Anayasanın 141,III hükmüne göre, “Bütün mahkemelerin her türlü kararları gerekçeli olarak yazılır.” Gerekçe, kararın denetiminin yapılabilmesi ve tarafların kararın doğruluğu veya yanlışlığı konusunda fikir sahibi olmasını sağlayarak kanun yollarına başvurma konusundaki tutumlarının belirlenebilmesi açısından önemli bir işlev görür.
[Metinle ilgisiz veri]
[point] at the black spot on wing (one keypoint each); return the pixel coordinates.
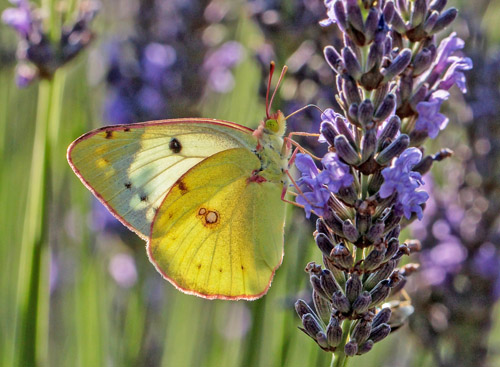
(175, 145)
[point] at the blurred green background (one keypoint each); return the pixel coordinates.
(99, 300)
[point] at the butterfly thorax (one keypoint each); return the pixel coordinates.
(271, 150)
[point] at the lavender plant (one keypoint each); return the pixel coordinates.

Somut olayda, davacılar vekilinin ihtiyati tedbir talebi üzerine mahkemece 16/06/2021 tarihli duruşmada verilen ara kararın 6. bendinde kayyım atanması talebinin reddine karar verilmiş ise de, anılan ara kararın ihtiyati tedbir istemine reddi kararı olarak istinaf kanun yolu açık karar olduğu gözetildiğinde, HMK’nun 391/2-3 maddesi kapsamında ara kararın belirtilen unsurları taşır şekilde ve ayrı bir şekilde gerekçeli yazılmaması usul ve yasaya aykırıdır.
Hal böyle olunca, ilk derece mahkemesince ihtiyati tedbir talebinin reddine ilişkin 16/06/2021 tarihli ara kararının HMK’nun 391/2-3 maddesine uygun şekilde gerekçeli yazılması ve taraflara tebliği ile istinaf yoluna başvurulması halinde gönderilmesi için dosyanın ilk derece mahkemesine geri çevrilmesi gerekmiştir.
HÜKÜM: Yukarıda Açıklanan Nedenlerle;
1-Mahkemenin 16/06/2021 tarihli kayyım atanması talebinin reddine ilişkin gerekçeli ara kararın yazılması ve taraflara tebliği ile istinaf süresi beklenildikten sonra dosyanın gönderilmesi için ilk derece mahkemesine GERİ ÇEVRİLMESİNE,
Dosya üzerinde yapılan ön inceleme sonucunda HMK’nın 352. maddesi uyarınca kesin olmak üzere oy birliği ile karar verildi. 07/10/2021

Başkan – … Üye – … Üye – … Zabıt Katibi – …

Bu belge 5070 sayılı Elektronik İmza Kanunu hükümlerine göre UYAP sistemi üzerinden elektronik imza ile imzalanmıştır.